Chair Jerome Powell highlighted that, although inflation continues to exceed the 2% goal, recent figures point to a slowing pace. The Fed’s release stated that “inflation has moved up and remains somewhat elevated,” but Powell suggested that the likelihood of ongoing high inflation has lessened as the labor market and economic growth have cooled. The unemployment rate climbed to 4.3% in August, the highest since October 2021, and job creation has decelerated. Powell partly attributed the labor market’s downturn to changes in immigration and structural factors, while also noting that tariffs could be contributing to reduced demand for workers.
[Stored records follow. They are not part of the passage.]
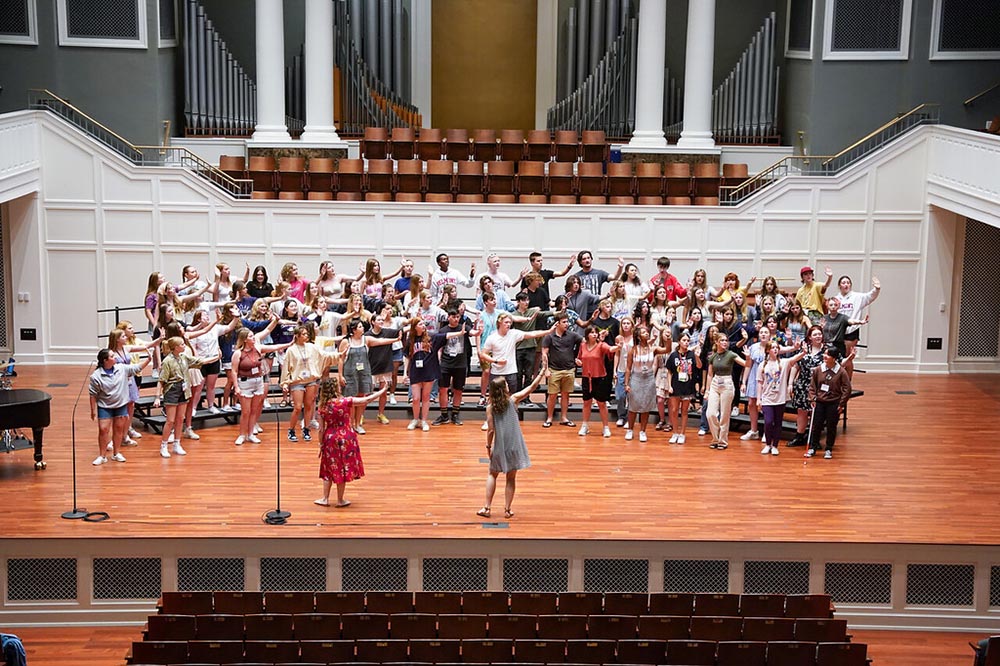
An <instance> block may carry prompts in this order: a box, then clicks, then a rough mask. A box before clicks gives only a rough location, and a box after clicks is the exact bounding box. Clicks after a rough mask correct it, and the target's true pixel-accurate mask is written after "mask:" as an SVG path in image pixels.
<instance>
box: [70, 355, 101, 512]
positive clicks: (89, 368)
mask: <svg viewBox="0 0 1000 666" xmlns="http://www.w3.org/2000/svg"><path fill="white" fill-rule="evenodd" d="M96 364H97V363H96V362H93V361H92V362H91V364H90V367H89V368H87V374H86V379H84V380H83V384H81V385H80V392H79V393H77V394H76V402H74V403H73V416H72V418H71V420H70V423H71V430H70V432H71V433H72V434H71V441H72V450H73V510H72V511H67V512H65V513H64V514H63V515H62V517H63V518H66V519H67V520H79V519H80V518H86V517H87V510H86V509H81V508H80V507H78V506H77V503H76V408H77V406H78V405H79V404H80V397H81V396H83V387H84V386H86V385H87V380H89V379H90V373H91V372H92V371H93V369H94V366H95V365H96Z"/></svg>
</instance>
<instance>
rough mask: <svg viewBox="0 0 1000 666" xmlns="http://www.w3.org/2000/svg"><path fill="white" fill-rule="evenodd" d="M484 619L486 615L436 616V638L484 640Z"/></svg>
mask: <svg viewBox="0 0 1000 666" xmlns="http://www.w3.org/2000/svg"><path fill="white" fill-rule="evenodd" d="M464 601H465V599H464V598H463V602H464ZM504 612H506V611H504ZM486 618H487V615H486V614H484V613H468V612H466V613H463V614H461V615H451V614H441V615H438V637H439V638H486Z"/></svg>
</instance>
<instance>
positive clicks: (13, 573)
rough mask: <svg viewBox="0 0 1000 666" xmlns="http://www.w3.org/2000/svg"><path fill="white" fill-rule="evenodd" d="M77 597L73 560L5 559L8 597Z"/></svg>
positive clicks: (75, 575)
mask: <svg viewBox="0 0 1000 666" xmlns="http://www.w3.org/2000/svg"><path fill="white" fill-rule="evenodd" d="M64 599H76V560H75V559H73V558H69V557H62V558H44V559H42V558H26V559H17V560H7V600H8V601H49V600H64Z"/></svg>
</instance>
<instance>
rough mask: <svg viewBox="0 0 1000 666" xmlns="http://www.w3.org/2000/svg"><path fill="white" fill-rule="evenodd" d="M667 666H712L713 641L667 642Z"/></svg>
mask: <svg viewBox="0 0 1000 666" xmlns="http://www.w3.org/2000/svg"><path fill="white" fill-rule="evenodd" d="M664 663H667V664H671V665H672V666H673V665H674V664H687V665H690V666H713V665H714V664H715V641H692V640H687V641H667V660H666V662H664Z"/></svg>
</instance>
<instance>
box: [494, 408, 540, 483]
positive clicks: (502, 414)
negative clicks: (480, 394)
mask: <svg viewBox="0 0 1000 666" xmlns="http://www.w3.org/2000/svg"><path fill="white" fill-rule="evenodd" d="M493 429H494V431H495V432H494V435H493V454H492V455H491V456H490V471H491V472H503V473H504V474H506V473H507V472H511V471H515V470H519V469H524V468H525V467H530V466H531V459H530V458H529V457H528V447H526V446H525V445H524V435H523V434H522V433H521V424H520V423H519V422H518V420H517V406H516V405H514V401H513V399H511V400H510V404H509V406H508V407H507V411H505V412H504V413H503V414H497V413H496V412H495V411H494V412H493Z"/></svg>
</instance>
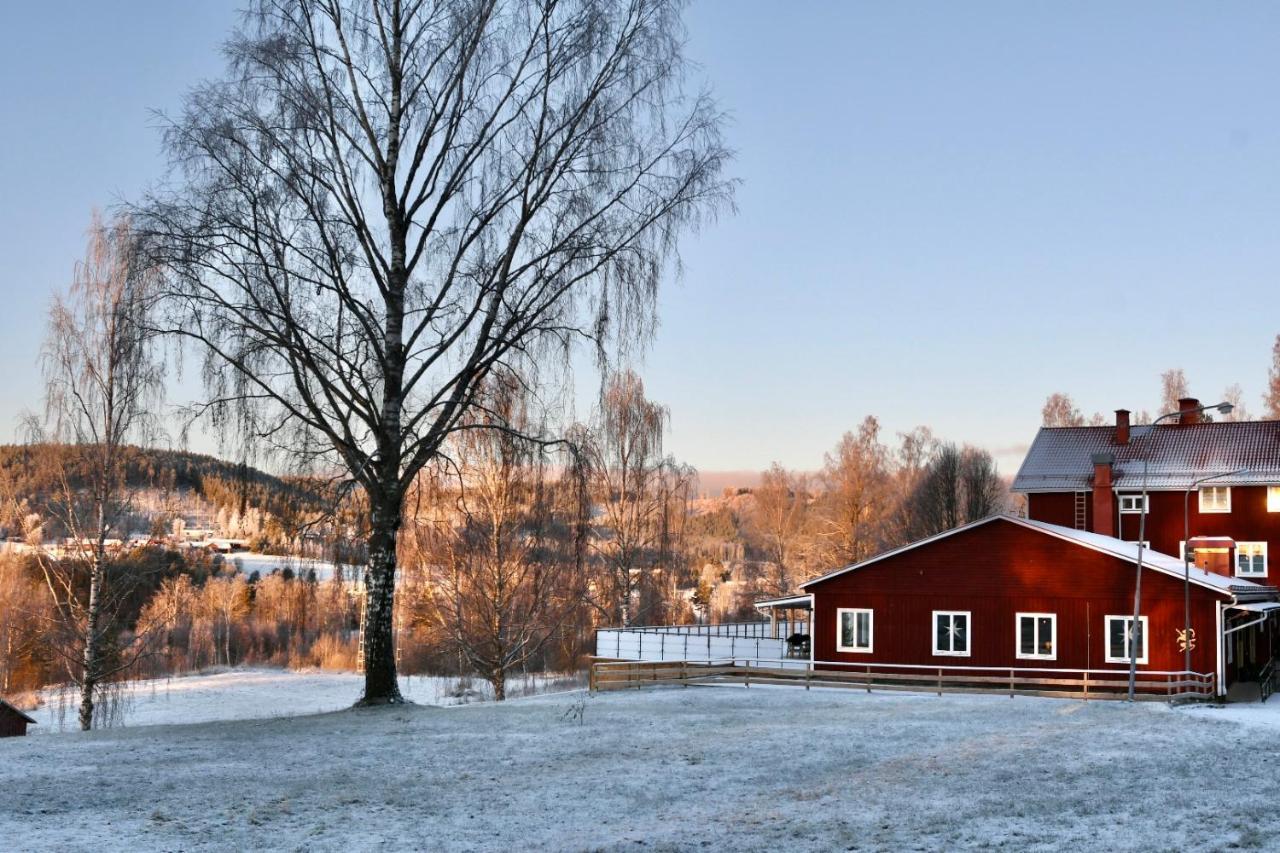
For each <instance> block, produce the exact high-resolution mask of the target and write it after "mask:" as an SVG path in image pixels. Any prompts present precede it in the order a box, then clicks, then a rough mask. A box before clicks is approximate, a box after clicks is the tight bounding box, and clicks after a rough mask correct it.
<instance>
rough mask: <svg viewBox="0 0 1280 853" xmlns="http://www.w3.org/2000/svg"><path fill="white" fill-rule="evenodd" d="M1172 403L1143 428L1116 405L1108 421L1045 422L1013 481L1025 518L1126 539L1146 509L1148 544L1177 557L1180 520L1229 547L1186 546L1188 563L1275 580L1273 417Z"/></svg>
mask: <svg viewBox="0 0 1280 853" xmlns="http://www.w3.org/2000/svg"><path fill="white" fill-rule="evenodd" d="M1180 407H1181V416H1180V418H1179V419H1178V423H1172V424H1167V425H1157V427H1153V428H1151V429H1149V433H1147V434H1144V435H1139V434H1138V433H1137V432H1135V430H1138V429H1140V428H1135V427H1130V424H1129V412H1128V411H1126V410H1124V409H1121V410H1117V411H1116V423H1115V425H1112V427H1062V428H1043V429H1041V430H1039V433H1038V434H1037V435H1036V441H1034V442H1033V443H1032V447H1030V450H1029V451H1028V453H1027V459H1025V460H1024V461H1023V466H1021V469H1020V470H1019V471H1018V476H1015V478H1014V485H1012V491H1014V492H1016V493H1020V494H1023V496H1024V497H1025V500H1027V515H1028V517H1030V519H1036V520H1039V521H1048V523H1052V524H1059V525H1062V526H1068V528H1074V529H1078V530H1089V532H1093V533H1101V534H1105V535H1111V537H1117V538H1120V539H1125V540H1129V542H1135V540H1137V539H1138V532H1139V525H1140V521H1142V517H1143V514H1144V512H1146V534H1144V538H1146V540H1147V542H1148V543H1149V546H1151V548H1152V549H1155V551H1158V552H1162V553H1169V555H1175V556H1179V557H1180V556H1181V553H1183V539H1184V538H1185V537H1187V534H1185V533H1184V524H1187V526H1189V533H1190V538H1197V537H1215V538H1229V539H1231V540H1233V543H1234V546H1233V548H1234V549H1229V548H1226V547H1215V546H1212V544H1210V546H1206V547H1203V548H1201V549H1198V551H1196V553H1193V558H1194V561H1196V564H1197V565H1199V566H1204V567H1211V566H1212V567H1213V569H1215V570H1216V571H1224V570H1225V571H1229V573H1230V574H1233V575H1234V576H1236V578H1245V579H1249V580H1256V581H1258V583H1275V581H1276V579H1277V576H1280V569H1277V570H1276V571H1272V569H1271V565H1270V556H1271V553H1277V555H1280V552H1277V551H1276V549H1277V548H1280V421H1235V423H1207V421H1204V420H1203V418H1202V415H1201V414H1199V411H1198V409H1199V402H1198V401H1196V400H1192V398H1187V400H1181V401H1180ZM1143 461H1146V464H1147V506H1146V507H1143V501H1142V479H1143ZM1184 507H1185V510H1187V514H1185V520H1184Z"/></svg>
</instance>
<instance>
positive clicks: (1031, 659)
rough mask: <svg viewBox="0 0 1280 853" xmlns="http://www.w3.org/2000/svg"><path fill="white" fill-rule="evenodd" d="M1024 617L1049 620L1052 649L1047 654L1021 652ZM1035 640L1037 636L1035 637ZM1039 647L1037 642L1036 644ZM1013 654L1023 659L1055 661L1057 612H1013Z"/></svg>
mask: <svg viewBox="0 0 1280 853" xmlns="http://www.w3.org/2000/svg"><path fill="white" fill-rule="evenodd" d="M1024 619H1036V620H1038V619H1048V620H1050V644H1051V646H1052V648H1053V651H1052V652H1051V653H1048V654H1039V653H1034V652H1033V653H1030V654H1025V653H1024V652H1023V620H1024ZM1036 639H1037V640H1038V639H1039V637H1037V638H1036ZM1037 648H1039V644H1037ZM1014 654H1015V656H1016V657H1018V658H1020V660H1024V661H1056V660H1057V613H1015V615H1014Z"/></svg>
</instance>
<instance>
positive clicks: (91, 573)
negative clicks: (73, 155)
mask: <svg viewBox="0 0 1280 853" xmlns="http://www.w3.org/2000/svg"><path fill="white" fill-rule="evenodd" d="M154 284H155V282H154V279H152V277H151V274H150V273H148V272H147V270H146V269H145V268H143V266H142V265H141V264H140V259H138V256H137V254H136V251H134V240H133V234H132V232H131V229H129V224H128V222H125V220H123V219H118V220H114V222H110V223H104V222H102V220H101V219H100V218H99V216H97V215H95V218H93V224H92V227H91V228H90V240H88V250H87V254H86V256H84V260H83V261H82V263H79V264H77V266H76V274H74V279H73V282H72V287H70V289H69V292H68V293H67V295H65V296H59V297H55V298H54V305H52V309H51V310H50V316H49V333H47V338H46V341H45V346H44V352H42V364H44V373H45V383H46V420H47V432H46V430H37V432H40V434H42V435H44V437H47V438H52V439H56V441H59V442H65V443H68V444H70V446H72V447H70V452H61V451H59V448H56V447H52V448H47V450H49V451H50V452H47V453H46V457H47V461H49V464H50V465H51V466H55V467H56V469H58V470H56V471H55V473H54V474H55V482H56V483H58V484H59V496H58V497H56V498H55V500H54V501H52V502H51V511H52V512H54V514H55V515H56V520H58V521H59V523H60V526H61V528H63V529H64V530H65V532H67V533H68V534H69V537H70V542H72V543H73V549H72V552H70V555H69V558H65V560H58V561H54V560H49V558H42V560H41V567H42V569H44V573H45V580H46V585H47V588H49V592H50V596H51V597H52V602H54V606H55V610H56V615H58V620H56V622H58V624H56V625H55V631H54V633H55V635H56V637H58V642H55V643H54V648H55V649H56V651H58V652H59V654H60V656H63V658H64V660H65V663H67V672H68V676H69V678H70V679H72V681H73V683H74V684H76V685H77V686H78V688H79V694H81V697H79V725H81V729H84V730H88V729H91V727H92V725H93V707H95V701H96V698H97V695H99V693H100V690H101V689H104V688H105V685H106V683H108V680H109V679H110V678H111V676H114V675H116V674H118V672H119V671H122V670H123V669H127V667H128V666H129V665H131V663H132V660H131V658H129V657H128V656H122V654H111V653H110V651H111V649H110V648H109V647H110V644H111V643H113V640H114V637H115V634H118V633H119V630H120V625H118V624H116V621H115V613H116V610H118V608H119V606H120V605H122V602H123V601H124V598H125V597H127V596H128V593H129V592H131V590H132V589H131V585H129V583H128V581H127V579H124V578H118V576H114V575H113V574H111V571H110V565H109V564H110V557H109V553H108V548H106V540H108V538H109V537H110V535H111V534H113V533H116V534H118V535H123V534H124V533H127V532H124V530H118V529H116V528H115V525H116V523H118V521H119V520H122V519H123V517H124V516H125V512H127V505H128V489H127V487H125V478H124V470H123V465H122V452H123V451H124V450H125V448H127V444H128V443H129V442H131V441H136V439H138V438H141V437H143V435H146V434H147V430H148V429H150V427H151V425H152V423H154V419H152V415H154V411H155V403H156V402H157V400H159V397H160V393H161V389H163V371H161V364H160V361H159V360H157V357H156V352H155V346H154V338H152V336H151V333H150V332H148V328H147V327H148V324H147V318H146V310H147V305H148V300H150V296H151V289H152V287H154ZM84 566H87V575H88V576H87V583H86V579H84V578H82V573H83V570H84ZM113 579H114V580H116V581H118V583H114V584H113V583H111V580H113Z"/></svg>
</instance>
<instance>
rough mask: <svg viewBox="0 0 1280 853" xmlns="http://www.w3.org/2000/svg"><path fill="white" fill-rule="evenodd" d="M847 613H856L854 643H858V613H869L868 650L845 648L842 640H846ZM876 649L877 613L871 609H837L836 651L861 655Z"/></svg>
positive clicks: (836, 617)
mask: <svg viewBox="0 0 1280 853" xmlns="http://www.w3.org/2000/svg"><path fill="white" fill-rule="evenodd" d="M845 613H854V643H856V642H858V621H856V620H858V613H867V648H861V647H859V646H845V644H844V643H842V642H841V640H844V639H845V631H844V628H845V621H844V620H845ZM874 647H876V611H874V610H872V608H870V607H837V608H836V651H837V652H856V653H859V654H870V653H872V649H873V648H874Z"/></svg>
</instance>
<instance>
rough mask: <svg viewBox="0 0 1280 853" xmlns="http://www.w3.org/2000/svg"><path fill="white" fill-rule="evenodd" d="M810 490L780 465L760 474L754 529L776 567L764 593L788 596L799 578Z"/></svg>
mask: <svg viewBox="0 0 1280 853" xmlns="http://www.w3.org/2000/svg"><path fill="white" fill-rule="evenodd" d="M808 492H809V489H808V483H806V478H805V476H804V474H797V473H794V471H788V470H786V469H785V467H782V466H781V465H778V464H777V462H774V464H773V465H772V466H769V470H767V471H764V473H762V474H760V484H759V485H756V487H755V488H754V489H753V491H751V494H753V497H754V501H753V519H751V520H753V528H754V529H755V530H756V532H759V535H760V538H762V539H763V546H764V553H765V556H767V558H768V561H769V562H771V564H772V565H773V573H772V575H771V576H768V578H765V585H764V589H763V592H764V593H765V594H768V596H786V594H788V593H791V592H792V589H794V587H795V583H796V581H797V580H799V579H800V578H799V576H797V571H799V569H800V561H801V555H800V553H799V552H800V543H801V542H803V539H804V534H805V525H806V521H808V512H809V493H808Z"/></svg>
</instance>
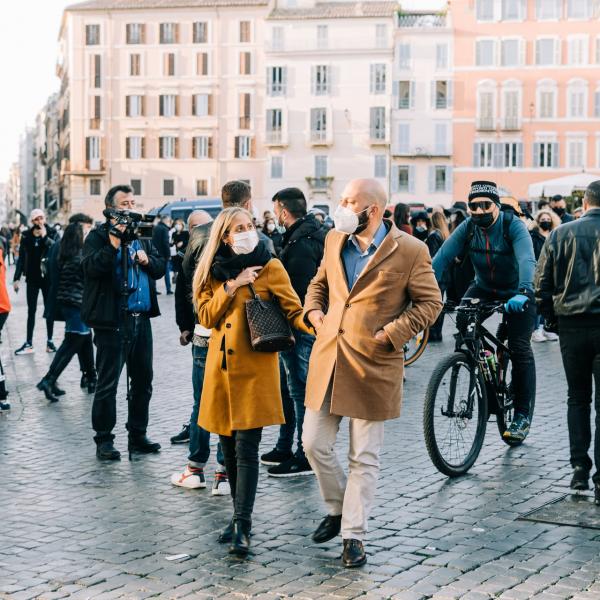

Alongside the rate cut, the Fed also lowered the primary credit rate to 4.25%, which is used for lending to banks. The decision was not unanimous, as newly appointed Governor Stephen Miran—selected by President Donald Trump—opposed the move, favoring a steeper 50-basis-point reduction. Miran’s appointment has sparked debate about the central bank’s autonomy, but Powell reiterated the Fed’s dedication to making decisions based on economic data and maintaining independence from political pressures.
The Fed’s outlook suggests that inflation will stay above its target for an extended period, with officials projecting elevated inflation through 2028. Powell remarked that while tariffs might temporarily push up the prices of goods, their impact on inflation should be brief. The central bank is focused on ensuring that these one-off price increases do not become embedded in the wider economy.
The impact of the rate cut on markets and households is mixed. While lower rates may encourage more borrowing and boost economic activity, Powell warned that substantial drops in mortgage rates would require more significant rate cuts. He also pointed out that issues like the nationwide housing shortage are structural and outside the Fed’s direct influence. As of September 11, the average 30-year fixed mortgage rate was 6.35%, and experts believe that further rate reductions by the Fed could have a modest effect on this figure.
Financial markets responded calmly to the announcement, as investors had largely anticipated the 25-basis-point cut. The S&P 500 and Nasdaq closed lower, whereas the Dow saw a slight increase. The Fed’s latest policy move highlights its ongoing challenge of fostering economic growth while keeping inflation in check, a task made more complex by global tensions and changes in domestic policy.